On March 17, at 7:00 p.m., the Maynard Public Library will present a Zoomed talk titled: “Urban Planting: 150 Years of Trees and Gardens,” sponsored by Maynard Community Gardeners. Registration (required) at https://www.maynardpubliclibrary.org/gardens.
Windthrown tree, Maynard, 1938 hurricane |
The risk of windthrow is related to the tree's surface area presented by its crown, the anchorage provided by its roots, its health, age, and chronic exposure to wind. The last actually reduces storm damage risk because being chronically exposed to wind causes a tree to increase and widen its root mass, and thus provide greater rooting strength.
Having experienced a hurricane first hand in Mobile, Alabama, it became clear that different species of trees are differently affected. Post-storm, helicopter views of pecan orchards showed the trees all knocked over in the same direction. Southern live oaks survived, but lost branches. In contrast, where several species of southern pine trees had been landscaped into newer suburbs because of their fast growth, many of the trees had snapped in two at heights 10 to 20 feet off the ground, leaving the shorn tops to fly through the air, in some instances stabbing down into house roofs like a toothpick through an olive.
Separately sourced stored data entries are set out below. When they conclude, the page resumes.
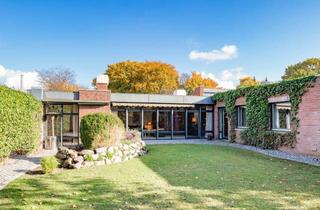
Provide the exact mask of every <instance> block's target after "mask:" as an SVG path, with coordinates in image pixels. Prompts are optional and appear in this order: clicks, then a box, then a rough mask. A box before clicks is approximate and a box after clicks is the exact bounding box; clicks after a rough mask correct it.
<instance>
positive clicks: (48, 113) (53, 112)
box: [47, 105, 62, 114]
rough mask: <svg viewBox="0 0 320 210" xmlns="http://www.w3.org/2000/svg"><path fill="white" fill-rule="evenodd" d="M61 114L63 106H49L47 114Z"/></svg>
mask: <svg viewBox="0 0 320 210" xmlns="http://www.w3.org/2000/svg"><path fill="white" fill-rule="evenodd" d="M61 112H62V106H61V105H47V114H60V113H61Z"/></svg>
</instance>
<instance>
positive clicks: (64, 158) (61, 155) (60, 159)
mask: <svg viewBox="0 0 320 210" xmlns="http://www.w3.org/2000/svg"><path fill="white" fill-rule="evenodd" d="M67 157H68V155H67V154H66V153H60V152H58V153H57V154H56V158H58V159H60V160H64V159H67Z"/></svg>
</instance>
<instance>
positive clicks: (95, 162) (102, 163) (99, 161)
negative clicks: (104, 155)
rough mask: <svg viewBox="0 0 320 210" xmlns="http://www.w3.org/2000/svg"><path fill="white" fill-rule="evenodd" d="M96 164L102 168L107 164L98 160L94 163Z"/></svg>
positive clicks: (104, 162)
mask: <svg viewBox="0 0 320 210" xmlns="http://www.w3.org/2000/svg"><path fill="white" fill-rule="evenodd" d="M94 164H95V165H96V166H102V165H104V164H105V162H104V160H98V161H94Z"/></svg>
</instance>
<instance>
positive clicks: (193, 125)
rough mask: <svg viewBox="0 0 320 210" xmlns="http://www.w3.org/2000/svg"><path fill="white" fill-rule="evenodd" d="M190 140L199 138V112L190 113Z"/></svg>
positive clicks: (188, 127) (189, 131) (188, 124)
Windthrown tree, 1938 hurricane courtesy Maynard Historical Society |
After-the-fact, the hurricane of September 21, 1938 was referred to as the Long Island Express because it bisected Long Island before quickly moving north through Connecticut and Massachusetts. There were more than 700 deaths across New England. Boston Edison reported that two-thirds of its customers lost power; getting power restored to everyone took two weeks. In Maynard, the official report tallied 487 trees blown down: 329 on public streets, 81 on private houses and garages. Most of the street-bordering trees lost were windthrown rather than windsnapped, their root systems weak due to being overlaid by paved streets and sidewalks. Many of the spruce trees in Glenwood Cemetery were lost to the storm, later replaced by sugar maples. That tree tally would have been in-town-only. Forested areas suffered uncounted losses. The Great Depression program WPA (Works Progress Administration) put men to work clearing downed trees and planting hundreds of new trees.
Beech tree, snapped by storm winds |
Mark’s experience with Hurricane Frederic, September 1979, included afterwards, with no electricity for ten days, everyone was grilling whatever was thawing in their freezers before it went bad.